Tech Dreams

Google Acquires reCaptcha – A Powerful Book Scanning Technology In Google Hands Now

Those scrambled text that we see on the registration pages or status update pages of facebook/orkut websites are called CAPTCHA. They are used to protect the websites from spammers and bots.

reCaptcha is one of the biggest provider of CAPTCHA technology and now Google owns it. Google in a blog post announced that they acquired them. reCaptcha is currently used in over 1,00,000 web sites world wide (even we used reCaptcha in couple of asp.net websites we developed recently).

recaptcha

Why Google acquired this company and what are they going to do with technology? Google explains

many of the CAPTCHAs provided by reCAPTCHA come from scanned archival newspapers and old books. Computers find it hard to recognize these words because the ink and paper have degraded over time, but by typing them in as a CAPTCHA, crowds teach computers to read the scanned text.

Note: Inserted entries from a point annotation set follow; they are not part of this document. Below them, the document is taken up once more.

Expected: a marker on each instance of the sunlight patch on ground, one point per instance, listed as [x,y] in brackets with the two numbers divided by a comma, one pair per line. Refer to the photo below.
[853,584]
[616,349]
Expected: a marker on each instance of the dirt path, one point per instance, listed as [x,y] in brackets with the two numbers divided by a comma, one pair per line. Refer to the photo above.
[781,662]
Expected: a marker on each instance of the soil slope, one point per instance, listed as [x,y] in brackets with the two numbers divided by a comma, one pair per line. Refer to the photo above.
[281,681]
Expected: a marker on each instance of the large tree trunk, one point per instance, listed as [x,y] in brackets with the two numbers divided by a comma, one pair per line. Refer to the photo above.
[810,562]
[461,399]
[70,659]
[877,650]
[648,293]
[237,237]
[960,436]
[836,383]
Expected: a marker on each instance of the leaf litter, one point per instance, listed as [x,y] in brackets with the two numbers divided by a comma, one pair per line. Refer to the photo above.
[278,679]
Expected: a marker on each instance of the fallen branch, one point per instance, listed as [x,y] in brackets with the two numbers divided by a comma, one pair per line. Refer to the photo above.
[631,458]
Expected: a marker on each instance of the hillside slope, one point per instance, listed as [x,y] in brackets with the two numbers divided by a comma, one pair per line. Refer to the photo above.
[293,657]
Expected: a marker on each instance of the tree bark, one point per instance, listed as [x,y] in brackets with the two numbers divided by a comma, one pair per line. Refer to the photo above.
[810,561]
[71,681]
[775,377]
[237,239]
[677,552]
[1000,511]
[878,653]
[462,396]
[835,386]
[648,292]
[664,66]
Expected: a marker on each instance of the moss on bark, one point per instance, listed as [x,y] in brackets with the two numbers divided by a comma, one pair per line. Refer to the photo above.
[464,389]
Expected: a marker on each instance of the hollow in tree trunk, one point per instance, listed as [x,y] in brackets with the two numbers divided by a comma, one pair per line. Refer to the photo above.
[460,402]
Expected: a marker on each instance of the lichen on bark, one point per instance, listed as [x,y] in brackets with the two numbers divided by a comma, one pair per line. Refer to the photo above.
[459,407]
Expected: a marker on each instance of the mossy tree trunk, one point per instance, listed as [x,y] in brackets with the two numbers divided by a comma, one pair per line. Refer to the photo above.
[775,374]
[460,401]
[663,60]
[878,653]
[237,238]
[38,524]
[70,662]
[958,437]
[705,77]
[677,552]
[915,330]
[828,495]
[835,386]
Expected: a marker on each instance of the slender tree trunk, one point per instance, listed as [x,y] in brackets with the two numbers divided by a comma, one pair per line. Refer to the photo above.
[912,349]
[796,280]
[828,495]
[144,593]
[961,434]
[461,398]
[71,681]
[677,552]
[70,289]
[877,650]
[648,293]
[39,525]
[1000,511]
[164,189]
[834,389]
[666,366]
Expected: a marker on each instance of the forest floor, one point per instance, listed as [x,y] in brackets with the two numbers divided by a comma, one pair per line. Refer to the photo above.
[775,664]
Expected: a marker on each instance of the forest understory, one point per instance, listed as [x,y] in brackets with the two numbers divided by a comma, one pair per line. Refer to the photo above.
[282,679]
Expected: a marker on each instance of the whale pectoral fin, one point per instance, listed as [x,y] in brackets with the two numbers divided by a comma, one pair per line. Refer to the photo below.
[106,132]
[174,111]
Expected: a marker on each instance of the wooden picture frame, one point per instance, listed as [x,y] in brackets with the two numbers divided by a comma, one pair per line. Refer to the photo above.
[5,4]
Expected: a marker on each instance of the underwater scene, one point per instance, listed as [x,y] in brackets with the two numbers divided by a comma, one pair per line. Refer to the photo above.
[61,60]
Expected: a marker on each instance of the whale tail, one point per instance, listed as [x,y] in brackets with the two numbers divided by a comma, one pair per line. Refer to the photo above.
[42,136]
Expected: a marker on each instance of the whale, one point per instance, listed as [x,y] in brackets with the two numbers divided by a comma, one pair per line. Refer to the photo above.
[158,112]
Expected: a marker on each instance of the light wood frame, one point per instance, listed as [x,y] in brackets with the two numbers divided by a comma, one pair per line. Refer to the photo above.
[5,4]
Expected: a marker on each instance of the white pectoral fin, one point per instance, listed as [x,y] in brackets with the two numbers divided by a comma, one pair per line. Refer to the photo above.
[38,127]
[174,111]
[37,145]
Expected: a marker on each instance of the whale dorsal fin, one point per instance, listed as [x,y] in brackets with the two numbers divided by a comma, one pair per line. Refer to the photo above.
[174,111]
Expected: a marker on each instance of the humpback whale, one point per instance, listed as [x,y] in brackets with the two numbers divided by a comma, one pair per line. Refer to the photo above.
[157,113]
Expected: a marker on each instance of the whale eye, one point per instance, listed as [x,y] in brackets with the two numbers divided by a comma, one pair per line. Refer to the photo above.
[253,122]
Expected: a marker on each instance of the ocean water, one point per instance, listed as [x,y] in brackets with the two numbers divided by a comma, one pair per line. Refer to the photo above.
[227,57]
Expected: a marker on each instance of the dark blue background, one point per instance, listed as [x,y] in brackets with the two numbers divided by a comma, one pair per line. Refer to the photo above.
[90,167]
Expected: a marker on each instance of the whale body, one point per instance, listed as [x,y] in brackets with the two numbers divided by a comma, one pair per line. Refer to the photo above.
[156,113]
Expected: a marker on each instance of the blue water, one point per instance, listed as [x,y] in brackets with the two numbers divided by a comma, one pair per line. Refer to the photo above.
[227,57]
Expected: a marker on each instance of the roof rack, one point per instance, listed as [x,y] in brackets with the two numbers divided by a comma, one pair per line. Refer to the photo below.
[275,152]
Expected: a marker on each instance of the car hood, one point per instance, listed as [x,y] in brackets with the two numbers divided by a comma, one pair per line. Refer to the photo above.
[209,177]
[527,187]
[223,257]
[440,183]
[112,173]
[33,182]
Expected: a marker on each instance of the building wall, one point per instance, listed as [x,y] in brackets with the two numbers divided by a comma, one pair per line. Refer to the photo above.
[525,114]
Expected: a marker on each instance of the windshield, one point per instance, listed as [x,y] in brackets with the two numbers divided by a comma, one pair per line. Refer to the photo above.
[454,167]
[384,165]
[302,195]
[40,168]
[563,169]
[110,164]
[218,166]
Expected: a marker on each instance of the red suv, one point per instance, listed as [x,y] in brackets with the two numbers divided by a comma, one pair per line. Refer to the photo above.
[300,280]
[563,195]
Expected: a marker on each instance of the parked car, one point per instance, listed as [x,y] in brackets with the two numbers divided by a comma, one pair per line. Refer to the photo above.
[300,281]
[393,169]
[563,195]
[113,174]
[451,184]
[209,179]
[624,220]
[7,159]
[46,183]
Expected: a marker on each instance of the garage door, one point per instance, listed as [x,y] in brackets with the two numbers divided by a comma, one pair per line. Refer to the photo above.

In this way, reCAPTCHA’s unique technology improves the process that converts scanned images into plain text, known as Optical Character Recognition (OCR). This technology also powers large scale text scanning projects like Google Books and Google News Archive Search.

That’s a nice move by Google. They got a brilliant technology that allows them to digitize old books and newspapers to make the web more searchable(also earn millions of dollars through advertising).

But on the other hand the worrying thing is the ever growing footprint of Google on the net.